Sixty-four members of the ensemble, including director Valery Khalilov, were heading from Sochi to Russia's air base in Syria to perform a New Year's concert for troops when their plane crashed into the Black Sea on Sunday. All 92 people on board are presumed dead.
"It's difficult to grasp the scale of that tragedy," Moscow city's culture department head Alexander Kibovsky said in televised remarks. "They were raising pride for our culture, our country, across the entire world."
As word of the crash spread Sunday, people placed bouquets of flowers outside the ensemble's Moscow headquarters.
"We all loved this ensemble," said Moscow resident Mark Novikov. "We valued it. They are our brothers, our friends, our colleagues."
The 186-member ensemble includes a band and a dancing troupe along with the choir that had about 70 singers. Viktor Yeliseyev, head of the rival choir of the Russian National Guard, said most of the Alexandrov Ensemble's singers were on the plane.

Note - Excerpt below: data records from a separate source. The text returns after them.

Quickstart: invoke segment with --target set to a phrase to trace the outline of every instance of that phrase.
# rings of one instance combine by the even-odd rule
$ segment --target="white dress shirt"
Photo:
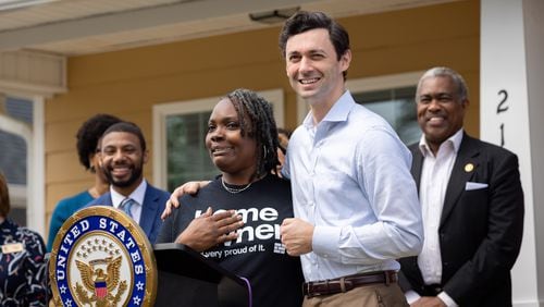
[[[283,173],[295,217],[314,225],[300,256],[306,281],[398,270],[423,240],[411,155],[385,120],[346,91],[314,125],[292,135]]]
[[[133,220],[139,224],[139,220],[141,217],[141,206],[144,204],[144,197],[146,196],[146,188],[147,182],[146,180],[143,180],[138,187],[136,187],[136,189],[131,193],[131,195],[124,196],[115,192],[110,185],[111,202],[113,204],[113,207],[119,209],[119,206],[125,198],[132,198],[134,201],[136,201],[131,207],[131,216],[133,217]]]

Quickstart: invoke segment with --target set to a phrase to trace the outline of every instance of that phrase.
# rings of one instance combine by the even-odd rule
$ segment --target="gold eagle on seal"
[[[126,281],[120,282],[120,269],[123,258],[107,257],[104,259],[95,259],[89,265],[75,260],[79,270],[85,288],[76,282],[74,287],[79,300],[84,304],[95,303],[96,307],[118,306],[121,296],[126,292]],[[106,272],[104,272],[106,266]],[[119,288],[118,288],[119,287]],[[118,293],[113,292],[118,288]],[[88,293],[91,293],[89,296]]]

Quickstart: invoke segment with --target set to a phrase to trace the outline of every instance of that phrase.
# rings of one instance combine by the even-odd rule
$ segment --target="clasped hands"
[[[196,194],[198,189],[209,182],[188,182],[177,187],[166,202],[166,208],[161,218],[168,218],[174,208],[180,207],[177,200],[183,194]],[[242,228],[242,217],[236,216],[234,210],[213,213],[211,208],[200,217],[190,222],[182,232],[176,243],[185,244],[195,250],[202,251],[217,244],[236,240],[236,230]],[[289,256],[300,256],[312,250],[312,237],[314,226],[297,218],[285,219],[280,228],[282,243]]]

Among the few who stayed back was soloist Vadim Ananyev, whose wife just delivered a baby and pleaded with him to remain at home to help. The couple has three small children.

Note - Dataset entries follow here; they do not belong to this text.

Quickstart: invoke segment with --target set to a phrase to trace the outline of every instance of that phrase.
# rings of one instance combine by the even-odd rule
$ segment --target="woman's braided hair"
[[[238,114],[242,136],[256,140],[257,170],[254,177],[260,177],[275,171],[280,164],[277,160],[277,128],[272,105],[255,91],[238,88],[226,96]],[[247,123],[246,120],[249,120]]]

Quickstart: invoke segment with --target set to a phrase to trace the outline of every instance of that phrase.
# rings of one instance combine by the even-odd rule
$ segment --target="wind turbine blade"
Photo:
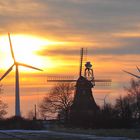
[[[27,64],[24,64],[24,63],[16,62],[16,64],[18,64],[18,65],[20,65],[20,66],[23,66],[23,67],[28,67],[28,68],[31,68],[31,69],[35,69],[35,70],[39,70],[39,71],[43,71],[42,69],[39,69],[39,68],[36,68],[36,67],[30,66],[30,65],[27,65]]]
[[[111,79],[95,79],[94,82],[112,82]]]
[[[140,69],[139,69],[139,67],[138,66],[136,66],[137,67],[137,70],[140,72]]]
[[[4,73],[4,75],[0,78],[0,81],[12,70],[14,64]]]
[[[10,49],[11,49],[11,54],[12,54],[12,58],[15,62],[15,56],[14,56],[14,52],[13,52],[13,47],[12,47],[12,42],[11,42],[11,38],[10,38],[10,33],[8,33],[8,37],[9,37],[9,43],[10,43]]]
[[[133,73],[131,73],[131,72],[128,72],[128,71],[125,71],[125,70],[123,70],[125,73],[128,73],[128,74],[130,74],[130,75],[132,75],[132,76],[134,76],[134,77],[136,77],[136,78],[140,78],[140,76],[138,76],[138,75],[135,75],[135,74],[133,74]]]

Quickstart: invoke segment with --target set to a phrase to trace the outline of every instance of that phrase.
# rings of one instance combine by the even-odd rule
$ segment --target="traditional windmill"
[[[93,119],[94,114],[99,110],[93,94],[92,88],[95,86],[96,82],[99,83],[111,83],[110,79],[95,79],[90,62],[86,62],[84,76],[82,75],[82,65],[83,65],[83,48],[81,49],[80,58],[80,70],[78,80],[72,79],[48,79],[48,82],[76,82],[76,90],[73,104],[70,108],[70,120],[89,122]]]
[[[13,48],[12,48],[12,42],[11,42],[9,33],[8,33],[8,37],[9,37],[9,42],[10,42],[11,55],[12,55],[14,63],[0,78],[0,81],[12,71],[14,66],[16,67],[16,69],[15,69],[15,80],[16,80],[15,81],[15,116],[21,116],[21,114],[20,114],[20,94],[19,94],[19,66],[28,67],[28,68],[39,70],[39,71],[42,71],[42,70],[39,68],[30,66],[30,65],[24,64],[24,63],[17,62],[15,55],[14,55]]]
[[[137,66],[136,66],[137,67]],[[137,70],[138,70],[138,72],[140,72],[140,69],[137,67]],[[136,74],[133,74],[133,73],[131,73],[131,72],[128,72],[128,71],[125,71],[125,70],[123,70],[125,73],[128,73],[128,74],[130,74],[130,75],[132,75],[132,76],[134,76],[134,77],[136,77],[136,78],[138,78],[138,79],[140,79],[140,76],[138,76],[138,75],[136,75]]]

"I feel as if I were hit over the head," he said. "I still can't believe it. They are telling me now I was born with a silver spoon."
The Interfax news agency said another member of the choir was denied access to board at the last minute because his foreign passport has expired.

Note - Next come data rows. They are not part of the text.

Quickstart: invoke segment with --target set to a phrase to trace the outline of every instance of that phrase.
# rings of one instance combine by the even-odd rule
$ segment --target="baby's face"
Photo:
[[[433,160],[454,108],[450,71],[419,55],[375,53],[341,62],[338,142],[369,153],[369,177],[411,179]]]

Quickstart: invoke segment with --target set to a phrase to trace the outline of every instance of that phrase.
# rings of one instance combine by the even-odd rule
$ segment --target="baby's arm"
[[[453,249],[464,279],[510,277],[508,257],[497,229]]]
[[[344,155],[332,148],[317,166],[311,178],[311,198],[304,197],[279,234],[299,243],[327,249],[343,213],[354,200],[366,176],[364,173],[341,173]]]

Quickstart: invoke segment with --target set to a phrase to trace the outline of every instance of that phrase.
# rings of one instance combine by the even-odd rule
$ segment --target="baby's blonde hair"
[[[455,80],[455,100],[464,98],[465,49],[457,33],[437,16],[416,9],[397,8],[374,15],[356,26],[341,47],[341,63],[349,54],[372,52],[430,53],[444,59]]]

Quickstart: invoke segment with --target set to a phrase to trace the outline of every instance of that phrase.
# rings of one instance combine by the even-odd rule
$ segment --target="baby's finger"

The choir was founded in 1928 by composer and conductor Alexander Alexandrov, and after his death in 1946 was led by his son, Boris Alexandrov. Alexandrov, who headed the choir for more than 40 years, made it famous worldwide.
Pavel Kogan, the director of Moscow State Academic Symphonic Orchestra, described the choir as "a symbol of the country."
"It was impossible to imagine what happened, even in a nightmare," he said, according to Snob online publication.